Change often requires wrestling with God. The Dragon* tells George a parable about an up-to-date Jacob. Jake and God wrestle about all sorts of modern issues. At the end, “Jake limped away wounded…but not the loser; for like his namesake of old, he had “contended and prevailed.” And God? Well, God did not limp away from the contest, but skipped happily away into the sunrise.” The Dragon then explains that those on a quest “need to wrestle with the important questions in your life...with the self you see…and you must wrestle with God as well…You can’t wrestle God or confront the way you live with what you believe without being wounded.” The result of the wrestling, however, is to “hear the voice within that calls you to truth.” (This image of Jacob Wrestling is by Delacroix)

Barbara Brown Taylor* calls us to remember the many times God has come close to humankind with promises of grace. Taylor says, “The rainbow is God’s pure gift to us, a colorful corrective for anyone who believes that all the grace in the Bible is in the New Testament. It is not. The sacred story is full of grace from the very beginning, although we have always had a perverse way of fighting it off. It is almost as if we cannot stand so much good news.”

The rainbow is only the first of many promises of Grace. Some Bible promises come with name changes, signifying a transformed life. Abram is promised descendents as the stars. His name is changed to Abraham (father of a multitude) to foreshadow his transformed life even before Isaac is born. Jacob wrestles with God. His name is changed from Jacob (Supplanter) to Israel (Strives with God).

Many Bible promises of grace follow God’s actions on behalf of the people. After the Children of Israel leave Egypt, God reminds them, “You have seen what I did to the Egyptians, and how I bore you on eagles’ wings and brought you to myself. Now therefore, if you obey my voice and keep my covenant, you shall be my treasured possession out of all the peoples. Indeed, the whole earth is mine, but you shall be for me a priestly kingdom and a holy nation.” (Exodus 19:4-5) The people do not have to do anything except keep the covenant and they (and you and I) are as the KJV says “a peculiar treasure unto [God] above all people.”

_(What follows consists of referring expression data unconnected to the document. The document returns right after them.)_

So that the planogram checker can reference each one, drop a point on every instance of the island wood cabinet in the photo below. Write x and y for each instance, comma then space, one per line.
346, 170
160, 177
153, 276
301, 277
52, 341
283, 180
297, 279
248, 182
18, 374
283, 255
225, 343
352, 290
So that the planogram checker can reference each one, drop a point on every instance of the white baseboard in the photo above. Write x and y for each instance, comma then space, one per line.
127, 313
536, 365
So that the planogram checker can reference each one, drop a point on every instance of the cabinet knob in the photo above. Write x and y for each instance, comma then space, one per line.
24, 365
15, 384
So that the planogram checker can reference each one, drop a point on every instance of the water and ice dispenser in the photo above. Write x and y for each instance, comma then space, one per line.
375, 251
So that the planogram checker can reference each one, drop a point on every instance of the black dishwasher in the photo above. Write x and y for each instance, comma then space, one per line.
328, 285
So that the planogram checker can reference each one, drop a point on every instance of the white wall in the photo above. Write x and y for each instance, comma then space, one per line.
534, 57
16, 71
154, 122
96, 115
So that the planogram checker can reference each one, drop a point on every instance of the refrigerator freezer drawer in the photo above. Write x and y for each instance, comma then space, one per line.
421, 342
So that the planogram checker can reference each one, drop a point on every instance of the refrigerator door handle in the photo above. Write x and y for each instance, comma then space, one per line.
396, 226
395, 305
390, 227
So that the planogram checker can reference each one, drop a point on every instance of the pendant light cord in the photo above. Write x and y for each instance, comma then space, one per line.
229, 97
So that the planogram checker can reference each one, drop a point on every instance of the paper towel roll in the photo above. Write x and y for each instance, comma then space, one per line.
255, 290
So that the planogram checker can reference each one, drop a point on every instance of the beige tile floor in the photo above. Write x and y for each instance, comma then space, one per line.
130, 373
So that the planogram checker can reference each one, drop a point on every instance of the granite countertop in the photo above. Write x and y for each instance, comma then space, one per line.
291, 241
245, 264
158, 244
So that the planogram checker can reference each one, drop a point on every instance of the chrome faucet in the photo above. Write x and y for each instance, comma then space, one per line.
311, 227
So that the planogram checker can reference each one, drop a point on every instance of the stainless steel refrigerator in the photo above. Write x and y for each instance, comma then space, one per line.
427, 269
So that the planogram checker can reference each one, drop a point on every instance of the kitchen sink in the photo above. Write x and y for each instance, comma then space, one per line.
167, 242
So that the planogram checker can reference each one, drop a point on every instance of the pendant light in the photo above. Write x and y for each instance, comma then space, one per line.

That’s a pretty big transformation-from slaves to God’s own treasure! And we are heirs of that promise. There is an even greater Grace found in the New Testament that we are recipients of. “’Here,’ God said with the gift of a son-the one thing God had to give that was more precious to him than himself. ‘You don’t have to come to me where I am anymore. I will come all the way to you where you are, through this beloved child’…It is God’s promise from before time and forever, spelled out this time in flesh and blood.” [Taylor]

In the New Covenant, we come full circle. Paul claims we have “this ministry by the mercy (grace) of God…for what we preach is not ourselves, but Jesus Christ as Lord, with ourselves as your servants for Jesus’ sake.” (I Corinthians 4:1-5) As God’s treasured possession through Grace, we are to become servants to one another.

The question before us is; are we willing to accept the grace offered and be transformed? Am I willing to wrestle with God to hear the truth, which may change me and make me into a servant?

*quotes from Gospel Medicine by Barbara Brown Taylor and St. George and the Dragon and the Quest for the Holy Grail by Edward Hays.